The Habitats Humans Provide: Factors affecting the diversity and composition of arthropods in houses | Scientific Reports
https://www.nature.com/articles/s41598-017-15584-2
Which room of your house has the most bugs? - The Verge
https://www.theverge.com/2017/11/12/16632320/bugs-insects-spiders-indoors-house-living-room-kitchen
研究では、ノースカロライナ州ローリーにある50軒の家から、生死に関わらず1万匹以上の虫が収集されました。

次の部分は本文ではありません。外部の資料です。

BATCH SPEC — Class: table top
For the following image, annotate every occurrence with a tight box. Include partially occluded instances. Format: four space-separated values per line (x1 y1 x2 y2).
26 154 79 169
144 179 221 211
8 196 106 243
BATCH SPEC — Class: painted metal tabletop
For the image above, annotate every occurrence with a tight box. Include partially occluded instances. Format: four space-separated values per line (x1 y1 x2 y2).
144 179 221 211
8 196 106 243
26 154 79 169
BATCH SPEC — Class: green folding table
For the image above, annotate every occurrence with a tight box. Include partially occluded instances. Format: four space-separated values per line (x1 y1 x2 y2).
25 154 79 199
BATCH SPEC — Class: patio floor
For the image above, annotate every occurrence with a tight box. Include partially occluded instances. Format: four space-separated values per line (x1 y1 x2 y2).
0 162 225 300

収集された虫のうち、約47種類はセイヨウシミ・本シラミ・ミバエ・てんとう虫といった、多くの家で発見できる無害なものだったそうです。それに対して、南京虫・シロアリ・ノミといった害虫は珍しいものであることがわかったそうです。
以下の写真は調査の中で最も多く見つかった虫5種類のもの。
A:カツオブシムシ、B:ヒメグモ、C:クロバネキノコバエ、D:アリ、E:タマバエ
屋外にアクセスできるカーペットの敷かれたリビングルームには、他の部屋よりも多くの種類の虫が生息しているそうです。これにはいくつかの理由が考えられます。一般的に、リビングルームは共有のバスルームよりも大きくなる傾向があるため、虫が生息する空間が他よりも多く存在することとなります。そして、外とつながる扉や窓などが他の部屋よりも多く存在するため、より多様な虫が生息する空間になりがちであるとのこと。リビングルームに敷かれているカーペットは何とも説明しがたいもので、この中に多くの虫が生息しており、その表面の繊維にからまったまま死んでいる虫も多くいるそうです。

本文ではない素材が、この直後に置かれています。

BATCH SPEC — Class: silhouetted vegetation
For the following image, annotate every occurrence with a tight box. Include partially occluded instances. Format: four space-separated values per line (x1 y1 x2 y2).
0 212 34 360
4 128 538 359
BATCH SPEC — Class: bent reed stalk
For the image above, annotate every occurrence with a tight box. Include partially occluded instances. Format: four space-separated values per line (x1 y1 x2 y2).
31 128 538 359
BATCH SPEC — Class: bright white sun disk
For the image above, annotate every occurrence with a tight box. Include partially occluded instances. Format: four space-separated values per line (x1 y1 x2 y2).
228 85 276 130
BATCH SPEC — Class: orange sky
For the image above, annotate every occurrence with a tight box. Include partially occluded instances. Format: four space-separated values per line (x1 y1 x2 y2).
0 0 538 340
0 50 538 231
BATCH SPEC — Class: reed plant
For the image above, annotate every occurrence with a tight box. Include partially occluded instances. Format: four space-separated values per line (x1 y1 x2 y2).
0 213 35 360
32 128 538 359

サンプルとなった50軒の家の住民は家の中に置いている植物や飼っているペットについての調査を受けており、この調査結果をもとに研究者は各家の汚れ具合を採点しているのですが、研究者によると「家の清潔さ」は「家の中で発見された虫の種類の数」に大きく関わっていないとのこと。それに対して、ペットを飼っていることは清潔さ以上に重要な要素であるようで、犬を飼っている家よりも猫を飼っている家の方が、家の中で収集される虫の種類が少なかったそうです。ただし、この結果については信頼できる結論を出すにはサンプル数が少なすぎるとのこと。
By tab2_dawa
今回の研究は同じ地域にある50軒の家をサンプルとした調査であったため、異なる地域や異なる季節でまた別の結果が出てくる可能性は大いにあります。そこで、研究チームは調査範囲を6つの大陸にまで拡大し、さらなる調査を進めている段階です。また、研究ではサンプルとして家の調査を許可した人たちが「研究者が調査のために家を訪れる」ことを知っていて、その前に家の中を軽く片付けた可能性もあるとしており、そういった行為が家の清潔さと発見された虫の種類の間にある関係性をゆがめてしまっている可能性がある、ともしています。

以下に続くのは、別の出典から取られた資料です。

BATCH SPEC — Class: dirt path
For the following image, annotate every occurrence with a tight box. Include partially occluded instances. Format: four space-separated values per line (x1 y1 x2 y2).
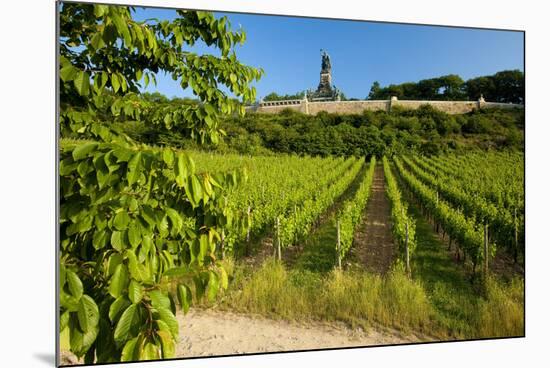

それでも調査結果が示す通り家の中には清潔・不潔に限らず多種多様な虫が生息していることは明らかで、今回の研究結果はそういった虫についてより理解を深めるための第一歩になるといえます。ただし、今回の調査は「家の中に生息する虫の種類」についての調査であり、「家の中に生息する虫の数」についてのものではない点には十分に注意が必要です。